For my money, this is the Bruce Lee classic - an excellent story, which is simple but has historical basis and lots of emotional power, a strong support cast, superb fight scenes. It's set in early 20th century Shanghai, where the Chinese were second class citizens in their own country - in particularly, according to this movie, they were persecuted by the Japanese.
Bruce Lee is the student of a real life Chinese martial arts guy who genuinely died under mysterious circumstances (we never meet him) who is determined not to take it from the Japanese.
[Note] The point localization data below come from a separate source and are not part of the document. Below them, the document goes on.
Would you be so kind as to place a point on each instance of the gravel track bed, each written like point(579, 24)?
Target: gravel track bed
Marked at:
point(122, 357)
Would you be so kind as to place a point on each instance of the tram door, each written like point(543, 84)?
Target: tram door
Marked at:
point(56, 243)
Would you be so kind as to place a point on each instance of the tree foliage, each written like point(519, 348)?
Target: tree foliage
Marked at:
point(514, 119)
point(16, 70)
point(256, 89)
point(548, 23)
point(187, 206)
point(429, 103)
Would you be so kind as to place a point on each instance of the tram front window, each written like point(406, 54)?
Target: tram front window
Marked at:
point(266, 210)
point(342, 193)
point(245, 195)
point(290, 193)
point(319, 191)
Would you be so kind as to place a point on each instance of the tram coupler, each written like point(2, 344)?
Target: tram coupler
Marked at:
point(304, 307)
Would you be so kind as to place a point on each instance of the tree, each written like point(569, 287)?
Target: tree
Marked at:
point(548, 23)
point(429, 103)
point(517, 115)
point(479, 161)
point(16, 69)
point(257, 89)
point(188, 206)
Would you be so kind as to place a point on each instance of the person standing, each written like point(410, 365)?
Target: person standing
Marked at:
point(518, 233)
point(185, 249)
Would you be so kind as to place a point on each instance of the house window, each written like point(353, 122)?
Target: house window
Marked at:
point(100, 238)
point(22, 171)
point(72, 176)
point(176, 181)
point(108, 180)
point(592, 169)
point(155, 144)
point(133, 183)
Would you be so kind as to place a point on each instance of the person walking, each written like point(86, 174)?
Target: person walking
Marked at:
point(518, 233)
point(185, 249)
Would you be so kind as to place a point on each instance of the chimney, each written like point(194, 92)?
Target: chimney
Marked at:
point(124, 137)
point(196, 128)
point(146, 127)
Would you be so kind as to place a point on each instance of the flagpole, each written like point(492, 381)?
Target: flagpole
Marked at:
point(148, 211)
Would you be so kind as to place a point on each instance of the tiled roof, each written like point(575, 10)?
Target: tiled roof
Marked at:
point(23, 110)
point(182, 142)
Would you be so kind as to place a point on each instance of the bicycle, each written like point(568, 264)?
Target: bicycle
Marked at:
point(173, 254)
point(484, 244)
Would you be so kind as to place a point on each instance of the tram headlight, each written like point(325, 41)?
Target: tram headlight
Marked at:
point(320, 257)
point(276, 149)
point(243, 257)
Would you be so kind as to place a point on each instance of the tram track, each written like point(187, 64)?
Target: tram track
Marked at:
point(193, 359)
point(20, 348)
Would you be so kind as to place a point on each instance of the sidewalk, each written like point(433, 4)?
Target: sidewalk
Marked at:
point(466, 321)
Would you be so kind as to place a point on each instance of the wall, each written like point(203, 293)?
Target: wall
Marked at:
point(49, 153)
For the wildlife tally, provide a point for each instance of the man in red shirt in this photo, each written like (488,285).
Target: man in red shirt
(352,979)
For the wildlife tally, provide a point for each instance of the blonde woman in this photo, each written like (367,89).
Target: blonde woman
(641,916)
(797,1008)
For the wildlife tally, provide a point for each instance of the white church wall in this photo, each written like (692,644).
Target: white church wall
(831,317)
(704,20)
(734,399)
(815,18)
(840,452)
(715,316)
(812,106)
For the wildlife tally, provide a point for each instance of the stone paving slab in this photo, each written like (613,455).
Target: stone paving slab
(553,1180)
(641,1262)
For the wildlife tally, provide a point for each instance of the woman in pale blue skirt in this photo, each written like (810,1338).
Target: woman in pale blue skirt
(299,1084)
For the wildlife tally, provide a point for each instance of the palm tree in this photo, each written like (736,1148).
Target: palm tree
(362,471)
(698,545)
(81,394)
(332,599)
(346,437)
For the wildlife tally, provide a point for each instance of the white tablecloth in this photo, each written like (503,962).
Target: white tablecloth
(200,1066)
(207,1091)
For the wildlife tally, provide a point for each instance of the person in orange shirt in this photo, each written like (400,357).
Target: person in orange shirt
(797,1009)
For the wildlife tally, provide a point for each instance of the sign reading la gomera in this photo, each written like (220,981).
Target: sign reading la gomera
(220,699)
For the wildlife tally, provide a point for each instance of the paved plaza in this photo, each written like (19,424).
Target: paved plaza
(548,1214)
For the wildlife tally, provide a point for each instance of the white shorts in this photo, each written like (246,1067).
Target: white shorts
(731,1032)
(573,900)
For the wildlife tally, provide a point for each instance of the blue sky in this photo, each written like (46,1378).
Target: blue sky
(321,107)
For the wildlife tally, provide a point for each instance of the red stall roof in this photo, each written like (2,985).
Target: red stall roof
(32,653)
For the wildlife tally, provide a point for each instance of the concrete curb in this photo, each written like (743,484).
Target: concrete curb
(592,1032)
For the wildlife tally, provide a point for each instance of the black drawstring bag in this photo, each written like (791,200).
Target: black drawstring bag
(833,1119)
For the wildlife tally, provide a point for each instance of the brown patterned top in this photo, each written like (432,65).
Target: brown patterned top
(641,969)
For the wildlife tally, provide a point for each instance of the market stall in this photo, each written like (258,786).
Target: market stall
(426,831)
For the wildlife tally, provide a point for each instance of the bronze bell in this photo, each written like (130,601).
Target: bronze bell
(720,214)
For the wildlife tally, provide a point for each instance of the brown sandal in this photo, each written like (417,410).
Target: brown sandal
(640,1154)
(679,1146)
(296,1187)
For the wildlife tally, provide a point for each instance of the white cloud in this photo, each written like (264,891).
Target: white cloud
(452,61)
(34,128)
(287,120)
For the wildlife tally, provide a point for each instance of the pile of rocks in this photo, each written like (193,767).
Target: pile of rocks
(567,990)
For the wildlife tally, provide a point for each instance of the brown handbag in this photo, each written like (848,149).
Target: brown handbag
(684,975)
There are some very rousing moments like the Japanese (who are pretty much racially vilified in this film) taunting the Chinese, the sign that says "No dogs or Chinese allowed" (with a Sikh guard played by a browned-up Chinese), Lee's spectacular final leap (freeze frame death).
This movie has a great atmosphere of doom and menace - the constant racism of the Japanese, the struggle of the school to survive, Lee taking out the baddies one by one but ultimately being doomed, the massacre of the Chinese school. The love affair subplot is simple stock stuff but provides some necessarily relief.
Of course there are the fight scenes which are incredible - particularly the one where Lee walks alone into the enemy school and takes them apart. All the others are of high quality too. Lee is in stunningly good form - lithe, charismatic, furious, deadly. Fantastic music score.